I'm writing a throwaway script to compute some analytical solutions to a few simulations I'm running.
I would like to implement a function in a way that, based on its inputs, will compute the right answer. So for instance, say I have the following math equation:
tmax = (s1 - s2) / 2 = q * (a^2 / (a^2 - b^2))
It seems simple to me that I should be able to do something like:
def tmax(s1, s2):
return (s1 - s2) / 2
def tmax(a, b, q):
return q * (a**2 / (a**2 - b**2))
I may have gotten to used to writing in julia
, but I really don't want to complicate this script more than I need to.
In statically typed languages like C++, you can overload functions based on the input parameter types (and quantity) but that's not really possible in Python. There can only be one function of any given name.

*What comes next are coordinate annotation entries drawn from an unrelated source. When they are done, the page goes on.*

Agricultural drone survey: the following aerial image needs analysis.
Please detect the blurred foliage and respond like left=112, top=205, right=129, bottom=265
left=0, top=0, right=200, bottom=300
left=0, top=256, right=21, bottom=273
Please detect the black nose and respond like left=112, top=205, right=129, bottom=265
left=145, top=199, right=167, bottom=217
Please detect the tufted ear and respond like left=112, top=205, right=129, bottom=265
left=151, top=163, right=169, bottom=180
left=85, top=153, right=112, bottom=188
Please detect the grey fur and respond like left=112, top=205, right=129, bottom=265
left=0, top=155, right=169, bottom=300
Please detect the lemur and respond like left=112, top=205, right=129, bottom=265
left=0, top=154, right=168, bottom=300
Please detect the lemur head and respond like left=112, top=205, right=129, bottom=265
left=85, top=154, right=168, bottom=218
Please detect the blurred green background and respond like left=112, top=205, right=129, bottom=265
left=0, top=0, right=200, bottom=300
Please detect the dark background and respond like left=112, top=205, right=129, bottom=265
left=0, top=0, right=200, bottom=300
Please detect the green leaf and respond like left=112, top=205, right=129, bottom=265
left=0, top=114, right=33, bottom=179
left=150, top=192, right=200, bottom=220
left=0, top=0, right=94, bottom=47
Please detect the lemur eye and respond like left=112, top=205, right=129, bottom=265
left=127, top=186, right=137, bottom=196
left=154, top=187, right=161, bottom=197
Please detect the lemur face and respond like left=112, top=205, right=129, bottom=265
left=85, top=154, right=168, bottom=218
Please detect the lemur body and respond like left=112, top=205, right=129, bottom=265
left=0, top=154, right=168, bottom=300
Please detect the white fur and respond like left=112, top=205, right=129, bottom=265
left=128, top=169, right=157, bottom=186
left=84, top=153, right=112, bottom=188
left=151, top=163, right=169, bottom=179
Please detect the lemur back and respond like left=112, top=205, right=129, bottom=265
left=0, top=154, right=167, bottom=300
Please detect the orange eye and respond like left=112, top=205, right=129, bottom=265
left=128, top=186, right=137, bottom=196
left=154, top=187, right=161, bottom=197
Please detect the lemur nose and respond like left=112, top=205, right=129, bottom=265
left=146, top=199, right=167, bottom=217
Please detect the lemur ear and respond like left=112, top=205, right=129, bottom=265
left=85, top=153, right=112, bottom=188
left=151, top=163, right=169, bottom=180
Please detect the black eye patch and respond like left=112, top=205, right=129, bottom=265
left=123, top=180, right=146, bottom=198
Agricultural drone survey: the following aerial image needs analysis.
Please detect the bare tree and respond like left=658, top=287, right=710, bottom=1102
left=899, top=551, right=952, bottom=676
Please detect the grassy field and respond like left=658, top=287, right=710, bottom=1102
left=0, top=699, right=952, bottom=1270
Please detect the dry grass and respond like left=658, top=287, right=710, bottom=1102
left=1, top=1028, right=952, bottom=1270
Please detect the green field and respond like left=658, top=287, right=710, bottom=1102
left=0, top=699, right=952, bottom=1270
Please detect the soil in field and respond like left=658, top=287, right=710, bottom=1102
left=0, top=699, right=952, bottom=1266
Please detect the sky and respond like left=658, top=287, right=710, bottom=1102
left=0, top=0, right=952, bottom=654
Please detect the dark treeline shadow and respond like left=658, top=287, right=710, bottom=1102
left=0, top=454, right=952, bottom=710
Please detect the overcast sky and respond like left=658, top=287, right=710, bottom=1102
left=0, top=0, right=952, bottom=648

What you can do is to use the default argument feature to select one of two pathways within that function, something like:
def tmax(p1, p2, p3 = None):
# Two-argument variant has p3 as None.
if p3 is None:
return (p1 - p2) / 2
# Otherwise, we have three arguments.
return (p1 * p1 / (p1 * p1 - p2 * p2)) * p3
If you're wondering why I've change the squaring operations from n ** 2
to n * n
, it's because the latter is faster (or it was, at some point in the past, at least for small integral powers like 2
- this is probably still the case but you may want to confirm).
A possible case where it may be faster to do g1 ** 2
rather than g1 * g1
is where g1
is a global rather than a local (it takes longer for the Python VM to LOAD_GLOBAL
rather than LOAD_FAST
). This is not the case with the code posted since the argument is inherently non-global.